The "high add" and "low add" tags make the meaning clear, assuming an LSB architecture such as X86 . It is 2600 hex, not 26 hex, so 9728 dec.

Quote:
Originally Posted by ununun View Post
actual memory represention
"actual" is a tricky word there. There is a lot of parallelism as well as remapping in the actual implementation. There is no fundamental bit level (nor even byte level) serialization of memory. LSB architectures act as if there is a fundamental continuous sequence from least significant bit at lowest address through most significant at highest address. But what is actually physically present is a more complicated question.

Quote:
Originally Posted by sundialsvcs View Post
In most processors, the most-significant bit in each byte is the leftmost bit.
Is that stage left or the audience's left?
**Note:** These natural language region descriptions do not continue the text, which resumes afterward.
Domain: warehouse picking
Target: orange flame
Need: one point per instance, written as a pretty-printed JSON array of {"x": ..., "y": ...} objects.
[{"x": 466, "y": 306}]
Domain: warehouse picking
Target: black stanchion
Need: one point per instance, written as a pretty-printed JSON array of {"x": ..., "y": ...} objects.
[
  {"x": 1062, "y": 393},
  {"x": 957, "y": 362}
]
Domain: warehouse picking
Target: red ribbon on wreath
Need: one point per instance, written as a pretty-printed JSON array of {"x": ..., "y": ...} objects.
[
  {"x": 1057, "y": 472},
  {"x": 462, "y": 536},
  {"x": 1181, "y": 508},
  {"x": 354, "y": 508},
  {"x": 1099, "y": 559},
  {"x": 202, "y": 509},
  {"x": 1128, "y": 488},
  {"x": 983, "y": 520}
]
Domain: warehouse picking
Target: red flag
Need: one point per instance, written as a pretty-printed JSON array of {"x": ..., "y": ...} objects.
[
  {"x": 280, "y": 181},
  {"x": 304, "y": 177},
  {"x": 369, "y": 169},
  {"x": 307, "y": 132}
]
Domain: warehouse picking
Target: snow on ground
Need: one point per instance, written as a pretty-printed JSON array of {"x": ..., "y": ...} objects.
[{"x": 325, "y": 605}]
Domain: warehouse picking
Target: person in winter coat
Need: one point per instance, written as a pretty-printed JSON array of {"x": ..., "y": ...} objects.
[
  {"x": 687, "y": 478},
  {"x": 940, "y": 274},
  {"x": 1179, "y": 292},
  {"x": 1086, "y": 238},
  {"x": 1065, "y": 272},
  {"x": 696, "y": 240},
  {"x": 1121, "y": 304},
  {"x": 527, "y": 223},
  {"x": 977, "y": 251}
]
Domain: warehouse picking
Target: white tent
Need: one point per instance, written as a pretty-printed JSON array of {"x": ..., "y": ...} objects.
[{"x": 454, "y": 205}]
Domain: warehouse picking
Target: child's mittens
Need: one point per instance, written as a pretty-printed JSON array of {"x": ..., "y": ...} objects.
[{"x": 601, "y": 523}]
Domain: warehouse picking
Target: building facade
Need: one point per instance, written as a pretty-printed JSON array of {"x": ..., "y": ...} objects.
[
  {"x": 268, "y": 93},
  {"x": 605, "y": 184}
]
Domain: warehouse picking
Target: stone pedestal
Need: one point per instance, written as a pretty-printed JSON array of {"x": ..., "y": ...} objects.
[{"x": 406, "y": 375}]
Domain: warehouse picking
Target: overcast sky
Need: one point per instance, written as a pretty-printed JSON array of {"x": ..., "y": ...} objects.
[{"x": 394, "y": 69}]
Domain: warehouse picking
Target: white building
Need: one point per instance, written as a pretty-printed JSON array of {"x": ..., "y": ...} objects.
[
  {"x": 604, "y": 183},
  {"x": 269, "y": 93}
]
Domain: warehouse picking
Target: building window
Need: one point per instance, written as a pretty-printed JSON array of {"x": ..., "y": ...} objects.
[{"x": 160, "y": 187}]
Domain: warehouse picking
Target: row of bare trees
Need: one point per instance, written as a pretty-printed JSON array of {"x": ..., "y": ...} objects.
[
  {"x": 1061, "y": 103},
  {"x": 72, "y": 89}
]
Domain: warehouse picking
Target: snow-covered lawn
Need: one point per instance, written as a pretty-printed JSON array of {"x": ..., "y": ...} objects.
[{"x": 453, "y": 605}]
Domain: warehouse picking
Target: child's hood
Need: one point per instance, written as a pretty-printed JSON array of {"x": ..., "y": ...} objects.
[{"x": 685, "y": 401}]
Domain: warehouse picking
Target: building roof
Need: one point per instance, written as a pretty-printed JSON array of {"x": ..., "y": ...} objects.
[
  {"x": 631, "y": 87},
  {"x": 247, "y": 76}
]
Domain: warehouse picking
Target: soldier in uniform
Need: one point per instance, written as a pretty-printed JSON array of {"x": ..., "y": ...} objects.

Left and Right are meaningless when you are talking about bits within a processor or bits in memory.

In most processors that have some instruction that explicitly or implicitly defines numbering of bits within a byte, the most significant bit is usually the highest numbered bit. But that is not universally true. There are processors numbering both bits within a byte and bytes within a larger element from least to most. There are processors numbering bits within a byte from least to most but bytes within a larger value from most to least (always struck me as flawed design). There are processors numbering both bits within a byte and bytes within a larger element from most to least.

In English (and many related languages) we use a a left to right numbering system together with what was originally a right to left, least significant digit first numbering system. Having those together for so long has led to treating the numbering as left to right, most significant first (which looks exactly the same on paper and only differs in your mind).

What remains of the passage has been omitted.